The ability of a society to form, recognise and intelligently position the most capable individuals is a greater guarantee of rapid and successful development than the number of laws enacted, the frequency of smiling senior visiting politicians or the amount of foreign capital invested. Capable and dedicated individuals will easily create and attract lacking capital, establish an effective health system, attract high-quality capital, and resolve identified weaknesses and shortcomings. Without such individuals and without the high-quality production of new generations of such people, no country can achieve stable development and a high-quality international position.
Since the Middle Ages, and in some places since even earlier, all more or less orderly and stable societies have tasked schools and universities with creating such individuals – and that is in no way done by the army, police, church, or the media. Simply put, the basic goal of a dedicated education system in any community is to help every child to develop and manifest their best abilities and to acquire the knowledge and skills required to live successfully and happily in a real environment and to create for their own benefit and that of the entire community. In successful and developed societies, the education system is an important segment of wise and far-sighted policies, as well as being a strategic investment designed with a reach measured in terms of decades.

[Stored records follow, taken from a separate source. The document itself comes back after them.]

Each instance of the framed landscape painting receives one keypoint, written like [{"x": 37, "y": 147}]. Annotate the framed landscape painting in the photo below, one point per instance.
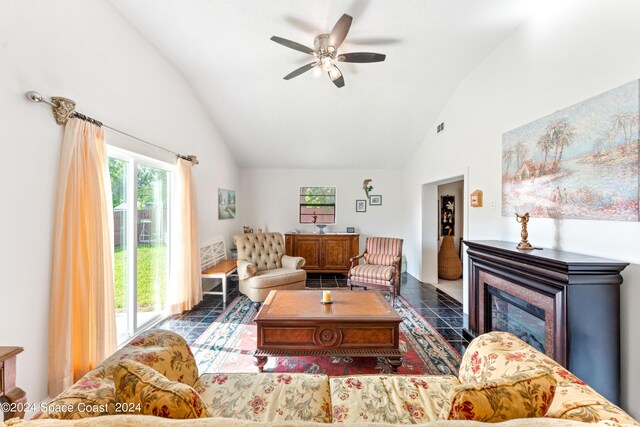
[
  {"x": 578, "y": 163},
  {"x": 226, "y": 204}
]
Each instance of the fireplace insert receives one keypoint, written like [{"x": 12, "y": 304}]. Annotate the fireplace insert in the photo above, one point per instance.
[{"x": 509, "y": 313}]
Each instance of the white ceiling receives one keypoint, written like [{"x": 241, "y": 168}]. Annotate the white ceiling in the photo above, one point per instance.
[{"x": 382, "y": 114}]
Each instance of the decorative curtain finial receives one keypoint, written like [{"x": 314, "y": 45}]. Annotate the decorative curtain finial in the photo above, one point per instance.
[
  {"x": 64, "y": 110},
  {"x": 191, "y": 158}
]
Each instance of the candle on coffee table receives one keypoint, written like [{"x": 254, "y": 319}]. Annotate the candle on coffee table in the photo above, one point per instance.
[{"x": 326, "y": 296}]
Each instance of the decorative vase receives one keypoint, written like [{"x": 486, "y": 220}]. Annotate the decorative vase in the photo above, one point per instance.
[{"x": 449, "y": 265}]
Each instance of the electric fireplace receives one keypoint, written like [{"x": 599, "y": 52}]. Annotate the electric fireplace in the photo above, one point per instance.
[{"x": 566, "y": 305}]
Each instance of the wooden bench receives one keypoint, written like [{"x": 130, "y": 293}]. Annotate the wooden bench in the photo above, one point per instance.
[{"x": 215, "y": 265}]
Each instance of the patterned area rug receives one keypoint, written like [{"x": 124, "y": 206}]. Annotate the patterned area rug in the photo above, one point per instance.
[{"x": 228, "y": 344}]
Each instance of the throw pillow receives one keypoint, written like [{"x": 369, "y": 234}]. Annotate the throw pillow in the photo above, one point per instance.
[
  {"x": 142, "y": 390},
  {"x": 523, "y": 395}
]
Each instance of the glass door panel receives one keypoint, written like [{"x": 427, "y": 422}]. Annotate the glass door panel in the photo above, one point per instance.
[
  {"x": 152, "y": 250},
  {"x": 119, "y": 173},
  {"x": 141, "y": 240}
]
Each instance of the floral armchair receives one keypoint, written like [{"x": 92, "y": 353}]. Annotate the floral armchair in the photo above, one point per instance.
[{"x": 381, "y": 268}]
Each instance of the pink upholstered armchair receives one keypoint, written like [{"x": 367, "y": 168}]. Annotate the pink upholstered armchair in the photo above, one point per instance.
[{"x": 381, "y": 268}]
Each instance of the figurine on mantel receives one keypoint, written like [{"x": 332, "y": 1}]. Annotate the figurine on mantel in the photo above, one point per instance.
[{"x": 524, "y": 243}]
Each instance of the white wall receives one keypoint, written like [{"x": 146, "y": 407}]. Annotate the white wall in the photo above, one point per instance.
[
  {"x": 563, "y": 56},
  {"x": 84, "y": 51},
  {"x": 270, "y": 198}
]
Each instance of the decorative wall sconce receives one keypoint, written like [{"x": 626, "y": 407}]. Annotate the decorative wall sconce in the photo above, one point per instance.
[{"x": 476, "y": 199}]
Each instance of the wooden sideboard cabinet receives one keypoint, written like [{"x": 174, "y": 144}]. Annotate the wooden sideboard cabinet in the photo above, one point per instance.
[{"x": 324, "y": 253}]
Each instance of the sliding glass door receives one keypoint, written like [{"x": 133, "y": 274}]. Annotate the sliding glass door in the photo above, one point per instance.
[{"x": 141, "y": 206}]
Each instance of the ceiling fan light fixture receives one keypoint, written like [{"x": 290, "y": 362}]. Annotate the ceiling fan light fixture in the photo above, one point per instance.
[
  {"x": 327, "y": 63},
  {"x": 326, "y": 52},
  {"x": 334, "y": 73}
]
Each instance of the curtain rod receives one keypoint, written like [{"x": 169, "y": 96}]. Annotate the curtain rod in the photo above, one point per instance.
[{"x": 64, "y": 109}]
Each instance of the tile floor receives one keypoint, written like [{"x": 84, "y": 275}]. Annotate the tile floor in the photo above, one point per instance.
[{"x": 440, "y": 309}]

It is true that few people in Serbia are satisfied with the quality of the education system. Various attempts at reforming, revising and reorganising it have been very common during the past four decades at least. Let’s be honest – it would be tough for anyone to find a country anywhere in the world where citizens and professionals are satisfied with the education system. Everyone would change and improve their system, which is a logical consequence of the rapid changes occurring in technology, economics and social relations.
And, despite various objections, Serbia has been assessed for many years as having a very good education, the key argument for which being the results of individual competitors in mathematics or physics, as well as the successes of individual athletes or musicians.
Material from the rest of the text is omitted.